Messengers to the Southern Baptist Convention June 13-14 will also meet against a very different political backdrop than a year ago, and could contend with the fallout of recent debate fueled by a raucous and divisive U.S. presidential election.

Or not.

Recent calls for Convention-wide unity—and similar statements by SBC leaders—could rule the day in Phoenix, where Baptists will focus on prayer, evangelism, and financial stewardship, said SBC President Steve Gaines.

“I believe Southern Baptists can be used of God to spark a mighty movement of prayer, evangelism, and discipleship across our nation and around the world,” said Gaines, pastor of Bellevue Baptist Church in metro Memphis, Tenn., in announcing the meeting’s theme. “Pray! For such a time as this” is based on Luke 18:1 and Esther 4:14.

“If we will pray and abandon ourselves to the Lord, he will use us exponentially to take the gospel to people,” Gaines said.

SBC personalities

Similar to the previous few annual meetings, Gaines said the 2017 gathering will include seasons of prayer, as well as a personal evangelism emphasis on Tuesday evening led by Greg Laurie.

The California evangelist also will lead a Harvest Crusade Sunday, June 11, as part of the annual Crossover evangelistic effort that precedes the Southern Baptist Convention (see Nate Adams’s column on page 2 for more information). Organizers say the event at University of Phoenix Stadium, which holds 65,000 people, promises to be the largest single gospel presentation in Arizona history.

Focus on stewardship
Following the example of previous annual meetings, the gathering in Phoenix will include a panel discussion with SBC leaders. This year’s topic: financial stewardship.

Gaines told Baptist Press Southern Baptist churches cannot give more to SBC missions and ministries than church members give through their local congregations.

“The solution for increased funding for world missions begins in the heart of every individual believer in Christ,” he said. “Southern Baptists need to get our financial houses in order.

The Cooperative Program—Southern Baptists’ unified giving channel for supporting missions and ministry around the world—is likely to be a topic of conversation in Phoenix as well. In February, Prestonwood Baptist Church in Plano, Texas, pastored by former SBC President Jack Graham, announced they would temporarily escrow their CP giving because of positions taken by the Ethics and Religious Liberty Commission.

ERLC President Russell Moore, a vocal critic of now-President Donald Trump during the campaign, has apologized for comments that seemed directed at all evangelicals who supported Trump, and the ERLC’s executive board released a statement in April pledging their support for Moore. The statement also called for unity in the SBC despite differences, a sentiment echoed by Gaines.

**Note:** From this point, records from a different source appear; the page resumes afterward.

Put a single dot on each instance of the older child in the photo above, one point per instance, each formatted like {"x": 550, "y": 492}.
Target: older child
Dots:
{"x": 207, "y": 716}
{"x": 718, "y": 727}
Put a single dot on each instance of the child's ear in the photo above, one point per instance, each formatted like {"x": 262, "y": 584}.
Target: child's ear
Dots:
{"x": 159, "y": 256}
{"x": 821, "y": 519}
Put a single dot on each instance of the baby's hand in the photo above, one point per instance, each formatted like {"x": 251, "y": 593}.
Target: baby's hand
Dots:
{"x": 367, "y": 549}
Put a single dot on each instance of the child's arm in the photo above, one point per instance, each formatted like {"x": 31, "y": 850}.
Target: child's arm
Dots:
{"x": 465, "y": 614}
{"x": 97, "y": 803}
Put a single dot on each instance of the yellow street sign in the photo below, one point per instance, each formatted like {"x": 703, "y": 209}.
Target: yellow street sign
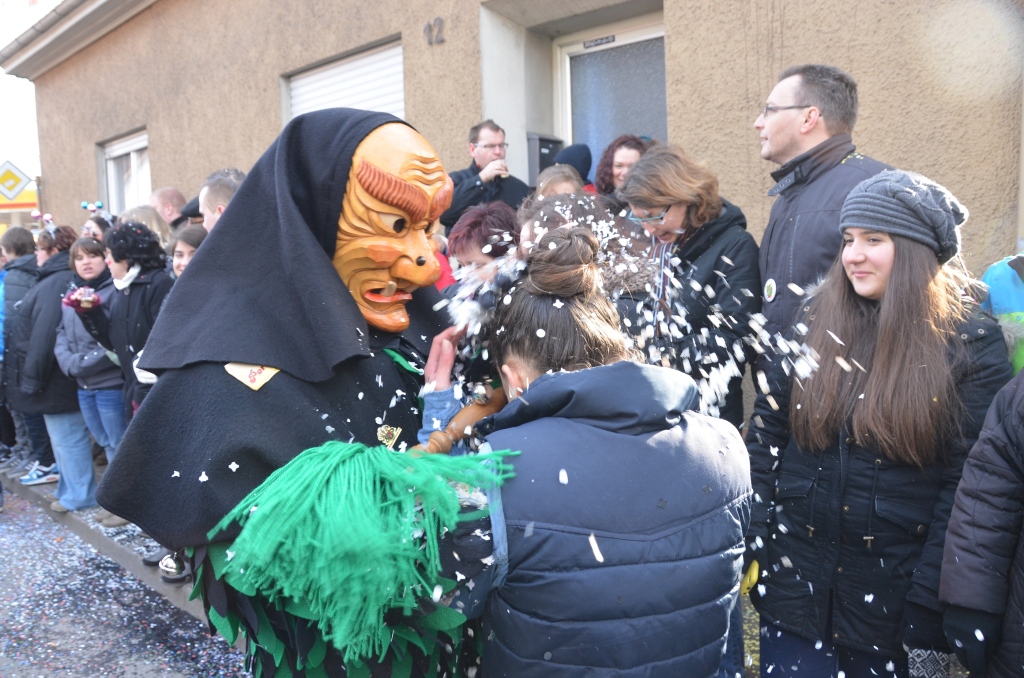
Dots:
{"x": 12, "y": 180}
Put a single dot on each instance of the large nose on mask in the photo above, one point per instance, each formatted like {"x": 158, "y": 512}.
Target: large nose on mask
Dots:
{"x": 419, "y": 263}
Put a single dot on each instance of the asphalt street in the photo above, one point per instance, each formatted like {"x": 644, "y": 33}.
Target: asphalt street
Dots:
{"x": 68, "y": 610}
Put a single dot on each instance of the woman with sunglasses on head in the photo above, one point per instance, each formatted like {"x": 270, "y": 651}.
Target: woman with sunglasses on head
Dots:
{"x": 855, "y": 460}
{"x": 709, "y": 288}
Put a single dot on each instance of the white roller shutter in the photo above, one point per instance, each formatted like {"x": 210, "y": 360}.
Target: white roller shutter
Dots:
{"x": 373, "y": 81}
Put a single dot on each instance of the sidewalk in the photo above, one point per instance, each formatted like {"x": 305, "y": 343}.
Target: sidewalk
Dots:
{"x": 126, "y": 546}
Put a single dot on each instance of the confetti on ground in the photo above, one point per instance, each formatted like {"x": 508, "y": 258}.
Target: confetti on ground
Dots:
{"x": 67, "y": 610}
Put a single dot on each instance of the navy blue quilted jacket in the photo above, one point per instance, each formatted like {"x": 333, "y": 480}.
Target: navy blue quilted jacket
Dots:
{"x": 617, "y": 545}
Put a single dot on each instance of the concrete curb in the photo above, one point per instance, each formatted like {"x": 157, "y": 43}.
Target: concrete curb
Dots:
{"x": 96, "y": 536}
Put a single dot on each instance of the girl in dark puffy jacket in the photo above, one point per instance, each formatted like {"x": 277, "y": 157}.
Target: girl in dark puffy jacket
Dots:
{"x": 858, "y": 439}
{"x": 616, "y": 546}
{"x": 81, "y": 356}
{"x": 137, "y": 262}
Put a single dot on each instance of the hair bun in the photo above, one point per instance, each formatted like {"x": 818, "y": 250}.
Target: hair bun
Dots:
{"x": 563, "y": 264}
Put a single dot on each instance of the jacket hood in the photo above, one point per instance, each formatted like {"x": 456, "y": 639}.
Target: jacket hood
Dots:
{"x": 25, "y": 262}
{"x": 731, "y": 216}
{"x": 55, "y": 263}
{"x": 262, "y": 289}
{"x": 657, "y": 396}
{"x": 807, "y": 166}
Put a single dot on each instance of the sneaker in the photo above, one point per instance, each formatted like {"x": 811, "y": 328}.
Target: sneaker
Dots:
{"x": 41, "y": 475}
{"x": 114, "y": 521}
{"x": 19, "y": 467}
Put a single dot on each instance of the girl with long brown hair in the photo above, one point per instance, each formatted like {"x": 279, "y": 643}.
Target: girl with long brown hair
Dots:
{"x": 616, "y": 546}
{"x": 854, "y": 464}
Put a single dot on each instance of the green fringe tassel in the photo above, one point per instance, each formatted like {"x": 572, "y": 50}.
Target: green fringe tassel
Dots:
{"x": 345, "y": 533}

“I believe all of us who are recipients of grace and forgiveness should grant him the same forgiveness that we desire from the Lord,” Gaines said after Moore and the ERLC executive board released the statement. “It is high time that we put all of this behind us….It is time to move ahead and work together to double our efforts to take the gospel to our nation and the nations.”

If the recent controversy surrounding the ERLC does make an appearance at the SBC, it could be in the form of a motion from the floor, or during the Q&A time following Moore’s report, which is the final item on the meeting schedule. International Mission Board President David Platt could also face questions about the IMB’s support of a Muslim group’s fight to build a mosque in New Jersey. (Like the ERLC, the IMB also signed on to a friend of the court brief in support of the group.)

In February, Platt apologized for how “distracting and divisive” the brief was, and pledged that in the future, the IMB “will have a process in place to keep us focused on our primary mission.” Still, the mosque debate could spark a religious liberty conversation in Phoenix, as could President Trump’s controversial travel ban for people from some majority Muslim countries into the U.S.

Online pre-registration for the Phoenix meeting is now open at sbcannualmeeting/sbc17. Messengers and guests are required to be registered and properly badged in order to enter the general sessions June 13-14.